View Source Seeding Metrics
In some applications, telemetry is only emitted periodically or in spurts. Capturing
these metrics via PromEx.Plugin.event_metrics/1
can lead to gaps in Grafana graphs
after a service restart or deployment.
When an application starts, its Prometheus metrics are empty; its metrics_server_path
will only show metrics that have been emitted and captured by PromEx
over the course
of the beam's lifespan. When a metric is not seen within a time period, Prometheus
returns no data for that metric, and in Grafana rather than data points with 0
values,
the graph will show No Data
.
One mechanism to ensure that the graphs are populated is to seed the event metrics, i.e.

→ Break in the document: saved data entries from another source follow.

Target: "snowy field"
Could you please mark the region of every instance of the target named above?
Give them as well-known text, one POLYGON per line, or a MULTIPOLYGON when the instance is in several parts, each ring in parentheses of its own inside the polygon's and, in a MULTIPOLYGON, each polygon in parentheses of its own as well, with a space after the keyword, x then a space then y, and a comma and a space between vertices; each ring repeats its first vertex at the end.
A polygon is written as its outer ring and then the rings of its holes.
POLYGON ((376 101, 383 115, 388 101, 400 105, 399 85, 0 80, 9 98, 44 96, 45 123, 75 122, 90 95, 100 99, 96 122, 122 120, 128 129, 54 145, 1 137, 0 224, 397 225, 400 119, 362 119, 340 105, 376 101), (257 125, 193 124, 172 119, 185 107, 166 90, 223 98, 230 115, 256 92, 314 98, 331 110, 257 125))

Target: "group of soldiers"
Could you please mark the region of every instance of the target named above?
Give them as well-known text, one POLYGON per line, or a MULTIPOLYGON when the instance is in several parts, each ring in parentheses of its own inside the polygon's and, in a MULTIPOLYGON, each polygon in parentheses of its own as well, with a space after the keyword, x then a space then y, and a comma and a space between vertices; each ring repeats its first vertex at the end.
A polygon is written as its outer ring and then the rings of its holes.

emit them at least once after PromEx
has started. This can be done via a
Application.start_phase/3
.
Start Phases
Start phases are configured in a project's application
callback in mix.exs
:
def application do
[
extra_applications: [],
mod: {MyApp.Application, []},
start_phases: [seed_prom_ex_telemetry: []]
]
end
This requires adding a callback to MyApp.Application
:
defmodule MyApp.Application do
use Application
@impl true
def start(_type, _args) do
children = [
MyApp.PromEx
# ... Repo, Phoenix, etc
]
opts = [strategy: :one_for_one, name: MyApp.Supervisor]
Supervisor.start_link(children, opts)
end
@impl true
def start_phase(:seed_prom_ex_telemetry, :normal, _) do
MyApp.PromEx.seed_event_metrics()
:ok
end
end
The seed_event_metrics/0
function can send any telemetry events desired, with any
variations in measurements and metadata to ensure that the metrics_server_path
is
fully populated when it is first scraped.
def seed_event_metrics do
# :telemetry.execute([:my_app, :event], %{}, %{status: :ok})

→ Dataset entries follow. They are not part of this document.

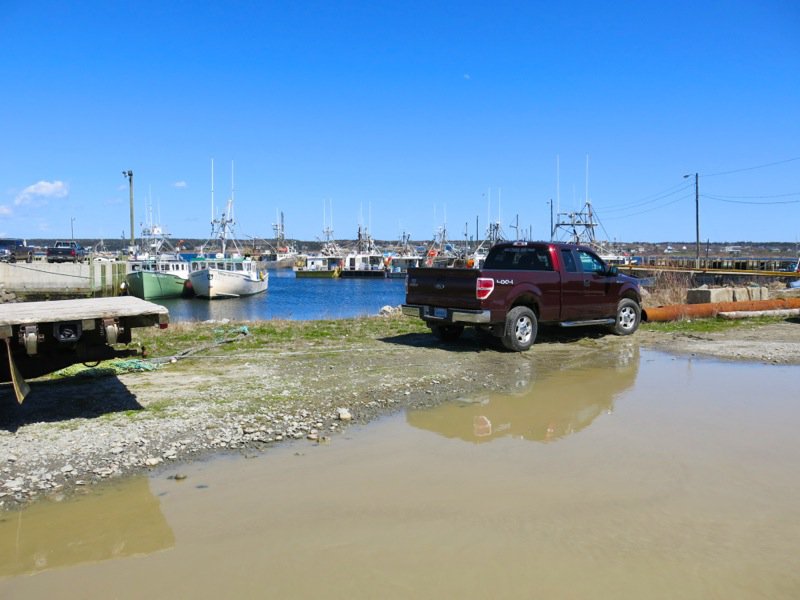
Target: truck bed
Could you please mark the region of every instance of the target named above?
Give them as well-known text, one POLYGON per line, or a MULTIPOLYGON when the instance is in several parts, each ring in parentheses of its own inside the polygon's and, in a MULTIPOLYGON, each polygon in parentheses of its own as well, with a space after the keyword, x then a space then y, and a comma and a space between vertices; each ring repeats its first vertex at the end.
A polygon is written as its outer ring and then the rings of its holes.
POLYGON ((475 297, 477 269, 428 268, 408 270, 407 304, 480 308, 475 297))
POLYGON ((13 325, 122 317, 134 319, 135 327, 147 327, 168 323, 169 311, 133 296, 0 304, 0 339, 11 335, 4 330, 13 325))

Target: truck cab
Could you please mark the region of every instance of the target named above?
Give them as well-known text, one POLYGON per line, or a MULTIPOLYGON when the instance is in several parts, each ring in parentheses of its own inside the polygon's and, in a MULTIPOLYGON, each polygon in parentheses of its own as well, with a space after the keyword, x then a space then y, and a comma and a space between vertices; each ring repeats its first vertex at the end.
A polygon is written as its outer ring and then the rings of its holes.
POLYGON ((33 262, 33 248, 19 238, 0 239, 0 262, 33 262))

# :telemetry.execute([:my_app, :event], %{}, %{status: :error})
# :telemetry.execute([:my_app, :event_span, :start], %{count: 1}, %{})
# :telemetry.execute([:my_app, :event_span, :stop], %{count: 1}, %{})
# :telemetry.execute([:my_app, :event_span, :exception], %{count: 1}, %{})
:ok
end
One thing to note is that for counter metrics, seeding the events in this way will
result in the values being initialized to a count of 1
. In Grafana graphs showing
counters over time, the value resetting to either 0
or 1
will result in a negative
delta; one may want to combine idelta
with clamp_min
(i.e. clamp_min(idelta(<event_name>[$__rate_interval]), 0)
) to ensure that the
initial value after a restart appears in the graph as no change.